Step-by-step explanation:

1. ¯2↑⍵: Take the last two elements of the input.

2. +/: Sum these two elements.

3. ⍵,: Catenate this sum to the original input.

This function extends the current sequence by one element, summing the last two elements of the input.

Recursive Function with Tail-Call Optimization

We can use this fundamental function in a recursive implementation:

Rec←{⍵≤1:⍵⍴⍵ ⋄ ∆∇⍵-1}

However, this approach can lead to stack overflow for large inputs. We can implement tail-call optimization to avoid this:

TCO←{⍺≤≢⍵:⍺↑⍵ ⋄ ⍺∇∆⍵}∘1
10 TCO 1
⍝ Result: 1 1 2 3 5 8 13 21 34 55

Step-by-step explanation:

1. ⍺≤≢⍵:⍺↑⍵: If the desired length (⍺) is less than or equal to the current sequence length (tally ≢), take the first ⍺ elements.
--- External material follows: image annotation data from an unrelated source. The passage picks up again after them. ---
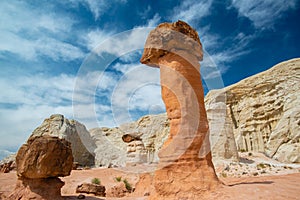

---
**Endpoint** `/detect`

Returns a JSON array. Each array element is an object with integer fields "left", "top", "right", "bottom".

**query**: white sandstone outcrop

[{"left": 206, "top": 59, "right": 300, "bottom": 163}]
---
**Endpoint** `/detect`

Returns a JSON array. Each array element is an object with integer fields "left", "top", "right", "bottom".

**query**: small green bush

[
  {"left": 92, "top": 178, "right": 101, "bottom": 185},
  {"left": 116, "top": 176, "right": 122, "bottom": 182},
  {"left": 221, "top": 172, "right": 227, "bottom": 178},
  {"left": 123, "top": 179, "right": 132, "bottom": 192}
]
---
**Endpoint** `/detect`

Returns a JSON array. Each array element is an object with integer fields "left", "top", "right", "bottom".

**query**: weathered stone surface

[
  {"left": 106, "top": 182, "right": 128, "bottom": 198},
  {"left": 123, "top": 138, "right": 148, "bottom": 166},
  {"left": 205, "top": 93, "right": 239, "bottom": 162},
  {"left": 141, "top": 21, "right": 219, "bottom": 199},
  {"left": 76, "top": 183, "right": 106, "bottom": 197},
  {"left": 206, "top": 59, "right": 300, "bottom": 163},
  {"left": 16, "top": 135, "right": 73, "bottom": 179},
  {"left": 90, "top": 114, "right": 169, "bottom": 167},
  {"left": 30, "top": 114, "right": 96, "bottom": 166},
  {"left": 0, "top": 154, "right": 16, "bottom": 173},
  {"left": 7, "top": 178, "right": 64, "bottom": 200}
]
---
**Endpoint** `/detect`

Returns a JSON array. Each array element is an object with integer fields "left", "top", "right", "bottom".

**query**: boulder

[
  {"left": 8, "top": 135, "right": 73, "bottom": 200},
  {"left": 76, "top": 183, "right": 106, "bottom": 197},
  {"left": 106, "top": 182, "right": 128, "bottom": 198},
  {"left": 7, "top": 178, "right": 64, "bottom": 200},
  {"left": 0, "top": 154, "right": 16, "bottom": 173},
  {"left": 30, "top": 114, "right": 96, "bottom": 166},
  {"left": 16, "top": 135, "right": 73, "bottom": 179}
]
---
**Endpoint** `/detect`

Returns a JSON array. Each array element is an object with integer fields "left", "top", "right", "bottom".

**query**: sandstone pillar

[{"left": 141, "top": 21, "right": 218, "bottom": 199}]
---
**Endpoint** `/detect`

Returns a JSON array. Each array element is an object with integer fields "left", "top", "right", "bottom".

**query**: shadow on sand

[
  {"left": 225, "top": 181, "right": 274, "bottom": 187},
  {"left": 63, "top": 196, "right": 105, "bottom": 200}
]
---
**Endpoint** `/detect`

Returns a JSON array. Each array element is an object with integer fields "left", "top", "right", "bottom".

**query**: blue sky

[{"left": 0, "top": 0, "right": 300, "bottom": 158}]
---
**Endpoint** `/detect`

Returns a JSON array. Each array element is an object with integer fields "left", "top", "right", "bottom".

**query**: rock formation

[
  {"left": 31, "top": 114, "right": 96, "bottom": 166},
  {"left": 206, "top": 59, "right": 300, "bottom": 163},
  {"left": 16, "top": 135, "right": 73, "bottom": 179},
  {"left": 0, "top": 154, "right": 16, "bottom": 173},
  {"left": 76, "top": 183, "right": 106, "bottom": 197},
  {"left": 141, "top": 21, "right": 219, "bottom": 199},
  {"left": 122, "top": 133, "right": 148, "bottom": 166},
  {"left": 205, "top": 93, "right": 239, "bottom": 162},
  {"left": 8, "top": 135, "right": 73, "bottom": 200},
  {"left": 90, "top": 114, "right": 169, "bottom": 167}
]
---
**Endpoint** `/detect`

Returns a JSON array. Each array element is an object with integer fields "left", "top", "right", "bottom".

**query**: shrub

[
  {"left": 123, "top": 179, "right": 132, "bottom": 192},
  {"left": 221, "top": 172, "right": 227, "bottom": 178},
  {"left": 256, "top": 163, "right": 271, "bottom": 169},
  {"left": 92, "top": 178, "right": 101, "bottom": 185},
  {"left": 115, "top": 176, "right": 122, "bottom": 182}
]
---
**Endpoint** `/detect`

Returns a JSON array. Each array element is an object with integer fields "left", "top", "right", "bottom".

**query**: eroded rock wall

[{"left": 206, "top": 59, "right": 300, "bottom": 162}]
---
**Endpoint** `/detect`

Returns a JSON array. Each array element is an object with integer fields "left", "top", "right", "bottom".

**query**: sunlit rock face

[
  {"left": 206, "top": 59, "right": 300, "bottom": 163},
  {"left": 141, "top": 21, "right": 218, "bottom": 199}
]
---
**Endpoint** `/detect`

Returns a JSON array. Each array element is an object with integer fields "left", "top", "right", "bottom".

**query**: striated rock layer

[
  {"left": 30, "top": 114, "right": 96, "bottom": 166},
  {"left": 90, "top": 114, "right": 169, "bottom": 167},
  {"left": 141, "top": 21, "right": 218, "bottom": 199},
  {"left": 206, "top": 59, "right": 300, "bottom": 163}
]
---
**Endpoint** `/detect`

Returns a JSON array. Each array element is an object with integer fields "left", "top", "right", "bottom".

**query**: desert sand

[{"left": 0, "top": 153, "right": 300, "bottom": 200}]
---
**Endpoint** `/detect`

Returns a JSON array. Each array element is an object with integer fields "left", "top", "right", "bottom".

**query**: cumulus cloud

[
  {"left": 232, "top": 0, "right": 297, "bottom": 28},
  {"left": 69, "top": 0, "right": 127, "bottom": 20},
  {"left": 0, "top": 1, "right": 84, "bottom": 61},
  {"left": 171, "top": 0, "right": 213, "bottom": 24}
]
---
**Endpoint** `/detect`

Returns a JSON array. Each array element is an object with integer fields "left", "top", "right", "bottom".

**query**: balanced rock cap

[{"left": 140, "top": 20, "right": 203, "bottom": 67}]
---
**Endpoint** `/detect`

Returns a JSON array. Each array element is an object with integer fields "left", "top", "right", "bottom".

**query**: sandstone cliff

[
  {"left": 206, "top": 59, "right": 300, "bottom": 163},
  {"left": 90, "top": 114, "right": 169, "bottom": 167},
  {"left": 30, "top": 114, "right": 96, "bottom": 166}
]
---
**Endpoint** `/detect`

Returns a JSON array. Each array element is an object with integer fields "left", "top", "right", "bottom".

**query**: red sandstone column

[{"left": 141, "top": 21, "right": 218, "bottom": 199}]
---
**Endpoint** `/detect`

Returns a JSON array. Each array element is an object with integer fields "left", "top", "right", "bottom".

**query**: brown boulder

[
  {"left": 76, "top": 183, "right": 106, "bottom": 197},
  {"left": 141, "top": 21, "right": 219, "bottom": 199},
  {"left": 106, "top": 182, "right": 128, "bottom": 198},
  {"left": 16, "top": 136, "right": 73, "bottom": 179}
]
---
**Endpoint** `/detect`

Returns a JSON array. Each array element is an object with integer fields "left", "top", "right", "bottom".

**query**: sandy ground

[{"left": 0, "top": 153, "right": 300, "bottom": 200}]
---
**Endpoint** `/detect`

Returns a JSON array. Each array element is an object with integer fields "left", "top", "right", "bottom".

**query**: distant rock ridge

[
  {"left": 205, "top": 58, "right": 300, "bottom": 163},
  {"left": 30, "top": 114, "right": 96, "bottom": 166}
]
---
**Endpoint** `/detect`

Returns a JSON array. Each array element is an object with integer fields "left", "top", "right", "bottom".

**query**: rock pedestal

[
  {"left": 8, "top": 135, "right": 73, "bottom": 200},
  {"left": 141, "top": 21, "right": 219, "bottom": 199}
]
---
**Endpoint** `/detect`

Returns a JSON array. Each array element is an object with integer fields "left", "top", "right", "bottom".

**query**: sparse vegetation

[
  {"left": 115, "top": 176, "right": 122, "bottom": 182},
  {"left": 256, "top": 163, "right": 271, "bottom": 170},
  {"left": 92, "top": 178, "right": 101, "bottom": 185},
  {"left": 221, "top": 172, "right": 227, "bottom": 178},
  {"left": 123, "top": 179, "right": 132, "bottom": 192},
  {"left": 253, "top": 172, "right": 258, "bottom": 176}
]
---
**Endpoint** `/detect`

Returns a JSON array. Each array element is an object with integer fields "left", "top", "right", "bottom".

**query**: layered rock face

[
  {"left": 30, "top": 114, "right": 96, "bottom": 166},
  {"left": 206, "top": 59, "right": 300, "bottom": 163},
  {"left": 141, "top": 21, "right": 218, "bottom": 199},
  {"left": 90, "top": 114, "right": 169, "bottom": 167},
  {"left": 8, "top": 135, "right": 73, "bottom": 200},
  {"left": 205, "top": 93, "right": 239, "bottom": 162}
]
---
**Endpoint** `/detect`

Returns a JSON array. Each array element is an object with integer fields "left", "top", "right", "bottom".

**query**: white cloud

[
  {"left": 111, "top": 64, "right": 164, "bottom": 124},
  {"left": 0, "top": 1, "right": 84, "bottom": 61},
  {"left": 146, "top": 13, "right": 161, "bottom": 27},
  {"left": 171, "top": 0, "right": 213, "bottom": 24},
  {"left": 232, "top": 0, "right": 297, "bottom": 28},
  {"left": 74, "top": 0, "right": 127, "bottom": 20}
]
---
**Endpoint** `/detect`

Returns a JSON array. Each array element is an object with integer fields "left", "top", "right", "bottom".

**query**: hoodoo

[{"left": 140, "top": 21, "right": 219, "bottom": 199}]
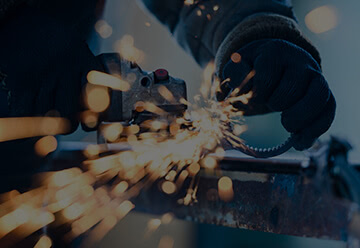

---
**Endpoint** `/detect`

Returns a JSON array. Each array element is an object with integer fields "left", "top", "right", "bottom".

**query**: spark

[
  {"left": 184, "top": 0, "right": 195, "bottom": 5},
  {"left": 95, "top": 20, "right": 113, "bottom": 39},
  {"left": 305, "top": 5, "right": 339, "bottom": 34},
  {"left": 86, "top": 84, "right": 110, "bottom": 113},
  {"left": 114, "top": 35, "right": 145, "bottom": 63},
  {"left": 0, "top": 56, "right": 255, "bottom": 247},
  {"left": 158, "top": 236, "right": 174, "bottom": 248},
  {"left": 231, "top": 53, "right": 241, "bottom": 63},
  {"left": 218, "top": 177, "right": 234, "bottom": 202},
  {"left": 34, "top": 136, "right": 57, "bottom": 157},
  {"left": 34, "top": 235, "right": 52, "bottom": 248},
  {"left": 0, "top": 117, "right": 70, "bottom": 142}
]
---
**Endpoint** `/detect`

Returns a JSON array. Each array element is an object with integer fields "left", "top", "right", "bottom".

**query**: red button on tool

[{"left": 154, "top": 69, "right": 169, "bottom": 81}]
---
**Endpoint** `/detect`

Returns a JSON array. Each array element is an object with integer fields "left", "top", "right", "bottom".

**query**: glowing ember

[
  {"left": 218, "top": 177, "right": 234, "bottom": 202},
  {"left": 0, "top": 56, "right": 255, "bottom": 247},
  {"left": 34, "top": 235, "right": 52, "bottom": 248},
  {"left": 34, "top": 136, "right": 57, "bottom": 157},
  {"left": 95, "top": 20, "right": 113, "bottom": 39},
  {"left": 114, "top": 35, "right": 145, "bottom": 63}
]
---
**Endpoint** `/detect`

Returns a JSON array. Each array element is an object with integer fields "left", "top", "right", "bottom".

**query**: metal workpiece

2. ⍺∇∆⍵: Otherwise, apply ∆ to extend the sequence and recurse.

3. ∘1: This binds 1 as the right argument, so the function starts with [1].

Power Operator Approach

We can also use the power operator to apply our fundamental function multiple times:

Ap2←{⍵↑∆⍣⍵⊢1 1}
Ap2 8
⍝ Result: 1 1 2 3 5 8 13 21

Ap0←{1⌈∘∆⍣⍵⊢⍬}
Ap0 8
⍝ Result: 1 1 2 3 5 8 13 21

Step-by-step explanation for Ap2:

1. 1 1: Start with the seed values [1, 1].

2. ∆⍣⍵: Apply the ∆ function ⍵ times.

3. ⍵↑: Take the first ⍵ elements of the result.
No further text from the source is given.